The Sea-Watch 3 was still waiting with its 42 rescued passengers off the coast of the Italian island of Lampedusa on Thursday afternoon but as the evening fell, the ship drew closer, drifting between 1 and 3 nautical miles off shore, and defying orders from the port authorities.
The people on board have been at sea for more than two weeks after being rescued off the coast of Libya. The Sea-Watch has been refused permission to land in Italy, on penalty of a fine.
The ship’s captain, Carola Rackete, had a strong message for the Guardia di Finanza, or financial police, on Thursday as they told her not to approach the port, and to leave Italian waters.
“This is negative,” she responded. “I will proceed toward the port and disembark these 42 people due to the state of necessity. You are failing in your authority to provide a port of safety to the people I rescued.”

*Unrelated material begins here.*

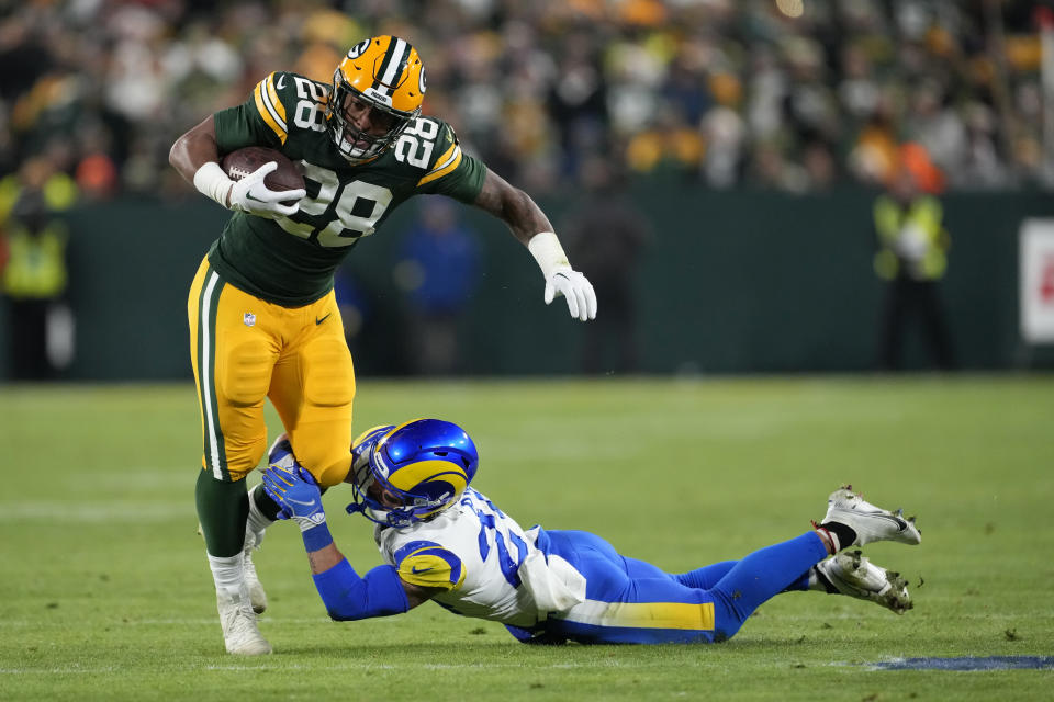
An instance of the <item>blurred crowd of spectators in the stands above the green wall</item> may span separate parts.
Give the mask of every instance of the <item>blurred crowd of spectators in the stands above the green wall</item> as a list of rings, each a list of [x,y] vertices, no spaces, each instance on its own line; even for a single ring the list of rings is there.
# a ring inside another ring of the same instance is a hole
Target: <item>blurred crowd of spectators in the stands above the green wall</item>
[[[905,143],[933,190],[1044,185],[1038,4],[22,0],[0,19],[0,177],[186,196],[178,135],[269,71],[328,82],[386,33],[418,48],[426,112],[535,194],[596,158],[700,188],[881,183]]]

On Wednesday Rackete had decided to enter the Italian port: “I know this is risky, but the 42 shipwrecked on board are exhausted. I will bring them to safety.”
Then on Thursday, the Sea-Watch NGO tweeted: “We waited one night. We cannot wait another ….. Desperation of people in need is nothing to gamble with.”
A delegation of Italian parliamentarians boarded the ship Thursday afternoon, and said they would remain on board until the migrants were allowed to disembark.
Rescued off Libya
There were 53 migrants rescued by the Sea-Watch 3 off Libya on June 12 and Italy has already taken in 11 vulnerable people on medical or humanitarian grounds. But it has refused to take in the others, saying they should be taken either to Germany or to the Netherlands, where the Sea-Watch is registered.
EU Migration Commissioner Dimitris Avramopoulos said Brussels was coordinating with member states to find a solution but that the ship needed to land.
“A solution for people on board is only possible once they are disembarked,” Avramopoulos said in a statement. “I hope that Italy in this particular incident will contribute to a swift resolution for the persons on board.”
Bishop Cesare Noviglia of the northern Italian city of Turin has said his diocese would be willing to take them in.
A number of German cities have also offered to welcome the migrants.
Italian opposition
Italian Interior Minister Matteo Salvini said on Facebook: “We will use every lawful means to stop an outlaw ship, which puts dozens of migrants at risk for a dirty political game.”
“Nobody will disembark unless someone cares to take them to Amsterdam, Berlin or Brussels. I’m totally fed up with this,” said Salvini. “In 14 days they could have gone to the Netherlands and come back again. In 14 days they could have gone to the United States or Australia.”
Salvini added: “If the ship is seized and the crew arrested, I could only be happy.”
Salvini successfully proposed a decree to fine charity ships which flout orders to keep out of Italian waters. The range of the fines is from €10,000 to €50,000 ($11,360 to $56,800). There is also the possibility of criminal action against the crew, and the confiscation of the vessel.
The European Court of Human Rights on Tuesday rejected a petition from Sea-Watch to order Italy to take in its boat.
Salvini contradicts ‘everything Christianity stands for’
The head of the Evangelical Church in Germany, Heinrich Bedford-Strohm, criticized the Italian interior minister in an interview with DW.
“What Salvini is doing stands in deep opposition to everything that Christianity stands for,” he said.
“It can’t be right that those who save lives have to justify their actions. Those who stand in the way of people saving lives should justify themselves instead,” he added.
Bedford-Strohm said the Evangelical Church would send its own ship to the MediterraneanE to save migrants if EU governments refused to take more action.